Yup Bob, I must be a pussy. Yup, I have no idea what happens after you retire, but I will cross that bridge when I come to it. There are few retired guys on this forum who do not share your opinion. Now, I guess that the majority of the cops who post on this forum must be pussies as well because they do not share your warped opinion. You posted your thread about an article that you have read in the Brockton Local paper. You have not even properly read the article as it is evident when you reffered to the accused firefighter by the name of O'Rourke. Guess your vast years in the BCI did not teach you to pay attention to detail. Yes, I went Alpha Male on you as you put it. But are we not all Alpha in this line of work? Well, may be not you. Once again, I have kind of looked over the collection of your various posts in various on-line forums. I will place your age between 45 and 55, and your retirement as of about 6 to 10 years ago. Did you retire due to age? Were you forced to go? Was it an injury? Was it a family issue? No matter really, you have to do what is right for you and yours. I guess you could call it a clique here but it is so much, much more then that. We are here for entertinment, we are here to vent, and we are here to have a good time. We are also here because we are like-minded. You come here for a reason too, but I question your motives. Your history here shows that you ARE a shit stirrer. If you don't agree with it, so be it. You think that you are trying to post your opinion, but let us all face it, we don't really care for what you have to say, or how you say it. I take your comments in you PM as a call-out to me. You want to meet me at a next M & G? Sorry to tell you that I have yet to attend one. I have not gone to one not because I did not want to, but simply because my work and home schedule have not allowed it. MC Meet & Greets are not a secret. They are posted here on line. Feel free to attend to meet the membership, may be you can tell us some of your BCI war stories. I for one would love to hear them. I just love all of that Crime Scene shit. Now, if you would like to meet me I suppose it could be arranged.

Lastly,



> *Take due notice thereof and govern yourself accordingly*.

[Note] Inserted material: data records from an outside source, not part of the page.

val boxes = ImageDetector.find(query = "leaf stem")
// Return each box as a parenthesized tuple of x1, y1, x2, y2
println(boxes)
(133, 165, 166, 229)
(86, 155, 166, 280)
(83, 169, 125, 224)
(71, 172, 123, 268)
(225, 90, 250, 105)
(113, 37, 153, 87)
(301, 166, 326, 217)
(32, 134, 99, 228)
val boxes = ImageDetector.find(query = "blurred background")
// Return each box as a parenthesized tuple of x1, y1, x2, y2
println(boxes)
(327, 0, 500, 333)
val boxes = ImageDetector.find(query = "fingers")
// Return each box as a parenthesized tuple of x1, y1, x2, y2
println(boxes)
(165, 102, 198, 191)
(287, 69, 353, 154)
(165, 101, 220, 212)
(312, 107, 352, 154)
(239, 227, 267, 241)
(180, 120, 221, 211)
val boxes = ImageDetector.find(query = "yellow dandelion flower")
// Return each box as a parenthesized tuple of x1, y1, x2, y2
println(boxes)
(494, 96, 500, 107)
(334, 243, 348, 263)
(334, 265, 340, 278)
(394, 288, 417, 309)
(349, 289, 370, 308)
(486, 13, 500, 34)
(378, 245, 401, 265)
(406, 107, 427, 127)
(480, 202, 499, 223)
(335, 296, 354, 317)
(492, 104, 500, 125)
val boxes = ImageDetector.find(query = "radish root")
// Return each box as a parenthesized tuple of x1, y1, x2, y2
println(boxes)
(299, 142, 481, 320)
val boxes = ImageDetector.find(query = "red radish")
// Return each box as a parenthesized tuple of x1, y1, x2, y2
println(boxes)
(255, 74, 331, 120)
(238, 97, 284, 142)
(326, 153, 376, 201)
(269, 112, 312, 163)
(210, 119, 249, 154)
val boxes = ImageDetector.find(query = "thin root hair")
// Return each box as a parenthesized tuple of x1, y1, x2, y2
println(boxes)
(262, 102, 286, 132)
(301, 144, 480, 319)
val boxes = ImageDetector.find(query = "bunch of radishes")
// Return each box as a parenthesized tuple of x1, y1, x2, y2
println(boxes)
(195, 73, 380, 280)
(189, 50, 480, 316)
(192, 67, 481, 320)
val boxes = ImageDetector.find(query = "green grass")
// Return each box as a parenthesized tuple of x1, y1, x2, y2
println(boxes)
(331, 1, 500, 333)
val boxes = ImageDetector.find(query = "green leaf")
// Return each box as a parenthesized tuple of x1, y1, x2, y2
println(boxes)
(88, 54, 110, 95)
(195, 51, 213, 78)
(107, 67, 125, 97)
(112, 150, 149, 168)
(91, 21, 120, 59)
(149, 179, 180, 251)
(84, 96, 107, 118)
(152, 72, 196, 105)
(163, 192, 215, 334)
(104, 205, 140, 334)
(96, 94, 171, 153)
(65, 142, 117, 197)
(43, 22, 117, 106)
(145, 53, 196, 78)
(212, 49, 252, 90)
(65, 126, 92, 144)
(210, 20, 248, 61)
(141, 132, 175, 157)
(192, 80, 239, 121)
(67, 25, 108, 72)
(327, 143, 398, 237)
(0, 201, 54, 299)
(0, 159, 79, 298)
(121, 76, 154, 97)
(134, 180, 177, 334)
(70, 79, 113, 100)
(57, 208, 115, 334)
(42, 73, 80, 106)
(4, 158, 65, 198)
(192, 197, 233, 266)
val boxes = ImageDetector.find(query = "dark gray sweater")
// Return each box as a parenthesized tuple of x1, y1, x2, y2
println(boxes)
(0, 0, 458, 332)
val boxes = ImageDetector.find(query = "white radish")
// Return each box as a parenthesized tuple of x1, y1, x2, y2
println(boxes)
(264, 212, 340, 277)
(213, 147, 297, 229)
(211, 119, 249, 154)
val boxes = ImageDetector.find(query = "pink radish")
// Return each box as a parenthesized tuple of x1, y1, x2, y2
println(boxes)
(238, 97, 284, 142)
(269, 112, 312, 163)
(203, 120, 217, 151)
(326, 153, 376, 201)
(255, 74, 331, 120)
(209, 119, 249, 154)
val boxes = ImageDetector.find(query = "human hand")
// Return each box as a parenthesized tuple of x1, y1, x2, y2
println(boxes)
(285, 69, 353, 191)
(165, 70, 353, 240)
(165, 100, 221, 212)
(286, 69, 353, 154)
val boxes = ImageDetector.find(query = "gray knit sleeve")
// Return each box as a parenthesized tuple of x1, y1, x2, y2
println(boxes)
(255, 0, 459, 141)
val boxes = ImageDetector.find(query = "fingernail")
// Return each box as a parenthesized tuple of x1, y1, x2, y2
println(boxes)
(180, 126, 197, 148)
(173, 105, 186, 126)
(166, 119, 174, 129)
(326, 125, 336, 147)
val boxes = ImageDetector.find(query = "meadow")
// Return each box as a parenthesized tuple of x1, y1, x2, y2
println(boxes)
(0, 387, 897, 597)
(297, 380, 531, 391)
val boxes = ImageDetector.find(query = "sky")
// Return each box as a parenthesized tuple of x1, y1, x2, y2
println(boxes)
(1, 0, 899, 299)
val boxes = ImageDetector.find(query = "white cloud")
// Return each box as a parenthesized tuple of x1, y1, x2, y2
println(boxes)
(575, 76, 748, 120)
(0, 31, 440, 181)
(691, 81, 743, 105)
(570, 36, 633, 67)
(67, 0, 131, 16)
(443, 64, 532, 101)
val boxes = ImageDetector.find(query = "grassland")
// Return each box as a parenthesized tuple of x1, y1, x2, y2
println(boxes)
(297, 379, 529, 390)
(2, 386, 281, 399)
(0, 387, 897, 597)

Interesting choice of words. Some who post here, may catch the meaning. I know I did. Which makes me wonder_* from whence you came*_?

If I am right, then I will expect a PM with an answer to that particular question. Oh, don't worry, I will not post _*THAT ANSWER*_


----------



## kwflatbed (Dec 29, 2004)

V from people that know him he is nothing but a nut case that was forced into retirement.


----------



## Deuce (Sep 27, 2003)

Oh my, BeeCeeEye Boob is scarey.. I think I'll grab my blankey and hide....


----------



## 263FPD (Oct 29, 2004)

Then may be sombody ought to up his meds. Seems like he is bitter about it.


----------



## niteowl1970 (Jul 7, 2009)

263FPD said:


> Then may be sombody ought to up his meds. Seems like he is bitter about it.


I've seen people like that before. First he trolls Masscops and next thing he's harassing people at Shoppers World.


----------



## Usa8235 (May 20, 2010)

what a pathetic toad...why are they always bob?! what about bob!


----------



## niteowl1970 (Jul 7, 2009)

I'm calling shenanigans on Bob. I think the BCI stands for this fine company.

Welcome to BCI Security

This could be Bob himself


----------



## Tuna (Jun 1, 2006)

This thread is heading into the toilet. We have a dilusional semiwhacker calling out a very respected member, FOR WHAT, calling like he sees it. Close it down before Bob has a fullblown homosexual meltdown. Thank you


----------



## CJIS (Mar 12, 2005)

niteowl1970 said:


> I'm calling shenanigans on Bob. I think the BCI stands for this fine company.
> 
> Welcome to BCI Security
> 
> This could be Bob himself


Hmmm maybe...

I know and have worked with a lot of the Plymouth County BCI guys and most of them are good guys.


----------



## 263FPD (Oct 29, 2004)

Yeah, this thread is done.


----------